PETALING JAYA: The Employees Provident Fund's (EPF) overseas investment has achieved 11.10% per year returns, outperforming domestic investments.
As of June 30, 2017, the EPF's overseas investments, or 29% of its total investment asset, contributed 32.5% to the total investment income in Q2 2017.
"Our foreign investments have proved to be a significant revenue driver in recent years, despite making up less than 30 per cent of total investment portfolio as at Q2 2017," said EPF chief executive officer Datuk Shahril Ridza Ridzuan (pic).
"The increase in global asset values mitigated the negative effect from the strengthening of the ringgit, providing opportunities for us to realise profit," he added.
"The outperformance was mainly driven by its overseas portfolios, which recorded a three-year annualised return on investment (ROI) of 11.10% as at June 2017, enhancing the value of EPF's return.
"While the domestic market remains integral to EPF's investments, we need to diversify our portfolio into broader markets with better investment opportunities and greater liquidity to enable the EPF to execute our strategies in line with our mandate.

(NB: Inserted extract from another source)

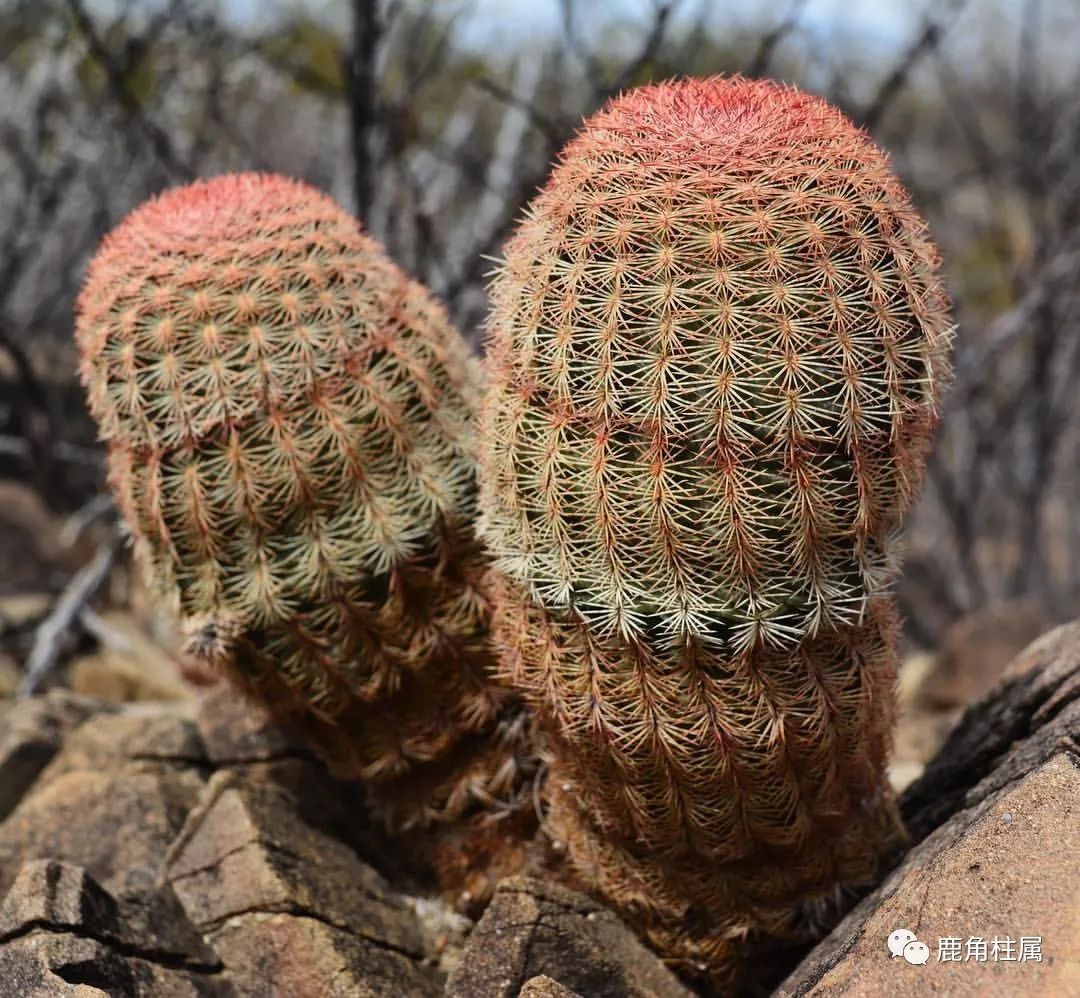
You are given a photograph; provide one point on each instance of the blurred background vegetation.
(435, 120)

Doing so would equip the EPF with the agility and resilience to anticipate and rise above future market challenges," said Shahril.

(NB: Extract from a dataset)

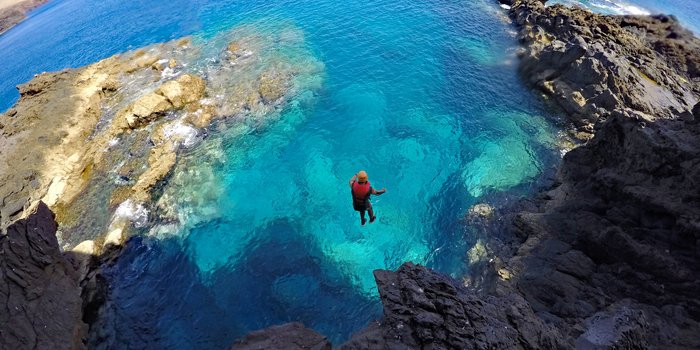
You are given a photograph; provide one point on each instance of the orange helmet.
(362, 176)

Due to regulatory constraints, the EPF's exposure to overseas investment stood lower than the strategic asset allocation of 32%, specifically in real estate and infrastructure.

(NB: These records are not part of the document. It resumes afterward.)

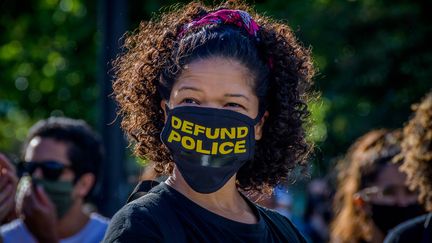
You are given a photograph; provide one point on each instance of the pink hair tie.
(237, 18)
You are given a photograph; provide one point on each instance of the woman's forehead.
(215, 75)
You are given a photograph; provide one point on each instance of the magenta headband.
(234, 17)
(238, 18)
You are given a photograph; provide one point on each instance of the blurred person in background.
(417, 164)
(371, 197)
(62, 157)
(8, 182)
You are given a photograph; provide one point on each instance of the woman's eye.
(190, 101)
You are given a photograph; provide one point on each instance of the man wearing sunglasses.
(58, 172)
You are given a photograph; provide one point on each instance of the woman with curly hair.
(417, 153)
(371, 197)
(216, 98)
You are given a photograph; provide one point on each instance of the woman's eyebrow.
(237, 95)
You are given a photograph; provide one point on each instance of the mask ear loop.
(261, 110)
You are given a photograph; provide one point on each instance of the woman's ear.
(163, 106)
(259, 127)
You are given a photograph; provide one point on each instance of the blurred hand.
(40, 215)
(8, 184)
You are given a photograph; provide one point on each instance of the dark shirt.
(165, 215)
(416, 230)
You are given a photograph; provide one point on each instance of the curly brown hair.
(154, 57)
(417, 151)
(359, 168)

"These gaps could potentially result in lower than expected return for the EPF in the years to come.
"As at June 30, 2017, the EPF's exposure to real estate and infrastructure asset class remains at about 4% against its strategic asset allocation of 10%.
"In addition to being an inflation hedge, real estate and infrastructure has also delivered competitive return with lower risk compared to equities in the medium to long-term horizon.
"Despite recording significant annualised return on investment of 8.8% over the past three years, the contribution of income from real estate and infrastructure remains small as the exposure to the asset class is significantly lower than the targeted asset allocation," he said.
Commenting on the outlook for the second half of the year, Shahril said with the ringgit showing signs of improved stability, global investments would remain one of EPF's significant revenue drivers going forward.
"Domestically, while GDP growth continues to improve, the EPF will be vigilant of other external factors which may create uncertainty, including the possibility of global rate hikes, and rising geopolitical tensions," he said.